Bain Capital put $5 million into its purchase of American Pad & Paper and quickly began charging management and other fees. It also made payments to investors. In all, Bain and its investors reaped more than $100 million even though Ampad went into bankruptcy, workers lost jobs, and stockholders were left with worthless shares. [And creditors got less than 50 cents on the dollar.] A look at the deal:
· 1992: Bain buys American Pad & Paper from Mead Corp. They invest $5 million.
· 1993: After Bain takes control, Ampad pays advisory fees to Bain under a management agreement.
· 1994: Bain acquires plant in Marion, Ind. Workers strike over layoffs and wage benefit cuts. The events become a campaign issue in Romney's challenge to Senator Edward M. Kennedy.
· 1995: Bain shuts down the Marion, Ind., plant. Roughly 200 lose jobs. Bain gets at least $2 million in annual fees, plus additional fees for each acquisition Ampad makes. Ampad borrows more to acquire an envelope and stationery maker and uses some of the proceeds, about $60 million, to pay Bain investors.
· 1996: Ampad completes an initial public offering. Bain sells about 3 million shares, reaping about $45 million to $50 million for investors and itself. It also takes $2 million in fees for arranging the IPO, plus other fees.
· 1998: With Ampad struggling, Bain agrees to cut the annual fee $1.5 million a year. It also agrees to start forgoing payment until the company turns around.
· 1999: Revenues continue to slide. Ampad closes a plant near Buffalo, with up to 185 losing jobs.
· 2000: Creditors force Ampad into Chapter 11 bankruptcy to reorganize.
· 2001: Judge puts Ampad into Chapter 7 to liquidate assets and pay creditors. Senior secured lenders get less than 50 cents on the dollar.
STOCK PRICE
July 2, 1996: $15.13 - IPO Price
Jan. 27, 1997: $26.00 - Peak
Sep 16, 1997: $13.13 - Stock loses 42% of its value
Nov 1, 1999: 35 cents - Ampad looks to sell assets to reduce debt
Jan 14, 2000: 15 cents - Ampad forced into bankruptcy
Bain Capital and Bain Co. have many success stories. To center in on one that did not while ignoring those that did is not right. And all the while, he was responsible to the shareholders of Bain Co. (which he saved from bankruptcy) and then Bain Capital. And of course they made money off of the deal. That was their objective. But perhaps you would have preferred it if Mead had simply closed them down in 1994 or 1995.

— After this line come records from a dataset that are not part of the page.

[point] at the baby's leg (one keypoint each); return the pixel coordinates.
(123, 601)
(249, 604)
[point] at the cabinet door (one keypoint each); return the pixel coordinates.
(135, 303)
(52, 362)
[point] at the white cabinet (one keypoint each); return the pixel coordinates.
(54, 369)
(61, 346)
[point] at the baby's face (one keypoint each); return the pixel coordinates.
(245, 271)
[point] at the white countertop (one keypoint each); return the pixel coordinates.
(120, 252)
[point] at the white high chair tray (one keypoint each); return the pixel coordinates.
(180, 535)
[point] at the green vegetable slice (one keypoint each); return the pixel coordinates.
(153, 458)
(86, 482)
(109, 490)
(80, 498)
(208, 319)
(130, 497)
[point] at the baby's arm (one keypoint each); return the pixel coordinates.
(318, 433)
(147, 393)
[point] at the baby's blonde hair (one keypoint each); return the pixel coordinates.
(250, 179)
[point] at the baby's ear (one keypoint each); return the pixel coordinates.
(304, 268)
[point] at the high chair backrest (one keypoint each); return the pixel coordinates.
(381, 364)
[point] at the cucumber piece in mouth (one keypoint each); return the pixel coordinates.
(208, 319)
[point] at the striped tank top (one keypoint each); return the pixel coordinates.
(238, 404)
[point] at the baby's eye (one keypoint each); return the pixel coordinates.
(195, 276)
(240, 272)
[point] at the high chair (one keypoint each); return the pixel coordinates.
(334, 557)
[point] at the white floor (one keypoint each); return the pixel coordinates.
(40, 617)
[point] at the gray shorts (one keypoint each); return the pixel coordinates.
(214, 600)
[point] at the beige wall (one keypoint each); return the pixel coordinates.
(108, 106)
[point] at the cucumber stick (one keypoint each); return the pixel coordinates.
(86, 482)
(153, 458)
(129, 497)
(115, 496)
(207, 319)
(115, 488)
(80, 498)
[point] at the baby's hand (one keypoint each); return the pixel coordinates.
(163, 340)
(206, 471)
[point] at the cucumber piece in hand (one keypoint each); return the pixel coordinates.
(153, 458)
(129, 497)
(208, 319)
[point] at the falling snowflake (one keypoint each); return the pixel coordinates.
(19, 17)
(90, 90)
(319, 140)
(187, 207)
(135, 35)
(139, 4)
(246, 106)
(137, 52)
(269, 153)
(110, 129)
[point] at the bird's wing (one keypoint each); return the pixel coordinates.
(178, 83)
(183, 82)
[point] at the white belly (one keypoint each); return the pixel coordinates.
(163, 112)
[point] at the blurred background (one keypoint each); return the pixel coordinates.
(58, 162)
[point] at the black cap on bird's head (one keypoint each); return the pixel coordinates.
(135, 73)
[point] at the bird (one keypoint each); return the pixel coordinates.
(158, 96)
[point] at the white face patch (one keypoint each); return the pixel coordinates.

btw, it was because of Bain acquisition of Staples that Ampad continued to prosper for as long as it did. But even then, Staples figured out they could get better product from Asia for less money. By 2000, there was nothing that could have saved Ampad. That's why they were liquidated. Care to guess who was the major shareholder at the time (i.e. who took the biggest loss)?